Voici le discours de Valérie Pécresse:

Le 29 septembre, Valérie Pécresse organisait à la Maison des Associations de Solidarité (13ème arrondissement de Paris), devant plus de 250 personnes et en présence de nombreux experts, la convention sécurité du Labo des idées. Au terme de 2 heures et demi de débat et d’échanges avec la salle, Valérie Pécresse a conclu la convention.

Seul le prononcé fait foi

Mes chers amis,

Depuis quelques semaines, sur le sujet de la sécurité, l’outrance et la polémique ont pris le pas sur le débat politique.

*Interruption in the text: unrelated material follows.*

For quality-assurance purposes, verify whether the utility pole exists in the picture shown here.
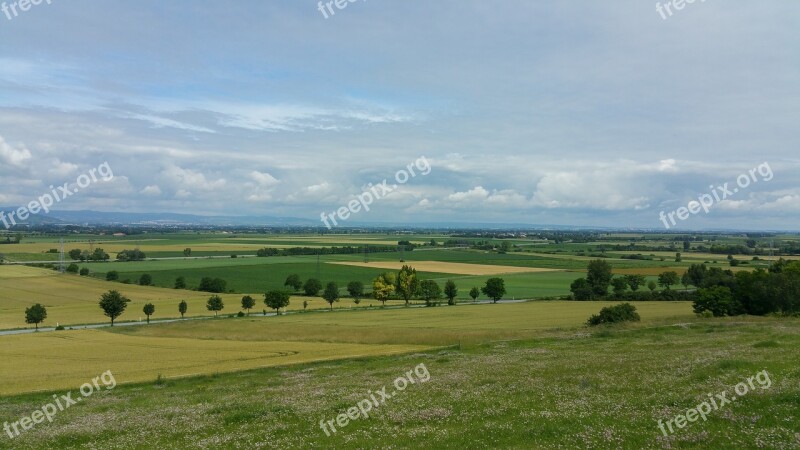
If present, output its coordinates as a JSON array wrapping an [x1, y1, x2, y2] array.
[[58, 238, 67, 273]]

La sécurité ne doit pas être un prétexte d’affrontement politique, c’est une exigence qui doit nous rassembler. La garantir, c’est la première de nos obligations d’élus, que nous soyons de droite ou de gauche. Alors, il est grand temps qu’on puisse aborder les questions de sécurité avec le sérieux et la sérénité qu’elles méritent. C’est ce que nous avons fait ce soir et je tenais à vous en remercier, à remercier nos intervenants qui nous ont permis de prouver, ce soir, qu’un vrai débat était possible.

Oui, la sécurité mérite du sérieux et de la sérénité, parce qu’on ne peut plus entendre encore et toujours les mêmes discours répondre à chaque proposition formulée en matière de sécurité. Il faut en finir avec cette idéologie si française, qui nous dit qu’à travers la délinquance, notre société récolte ce qu’elle a semé.

Cette vision est absurde. Oui, la délinquance est pour une part un fait social. Mais cela ne fait pas d’elle une fatalité sociale. On peut l’analyser, on peut en comprendre les ressorts, on peut travailler à la prévenir. Mieux connaître pour mieux agir : partout dans le monde, c’est ce que font les chercheurs. Il n’y a qu’en France où, jusqu’il y a peu encore, étudier la délinquance, cela voulait dire faire le procès de la société.

Les forces de l’ordre, les élus et les scientifiques doivent travailler ensemble, pour mieux connaître la délinquance et lutter contre elle. C’est ce que Victor Goldsmith nous a montré ce soir : le succès de Rudolph Giuliani à New-York s’explique par l’alliance de la volonté politique, de la mobilisation policière et de l’analyse scientifique.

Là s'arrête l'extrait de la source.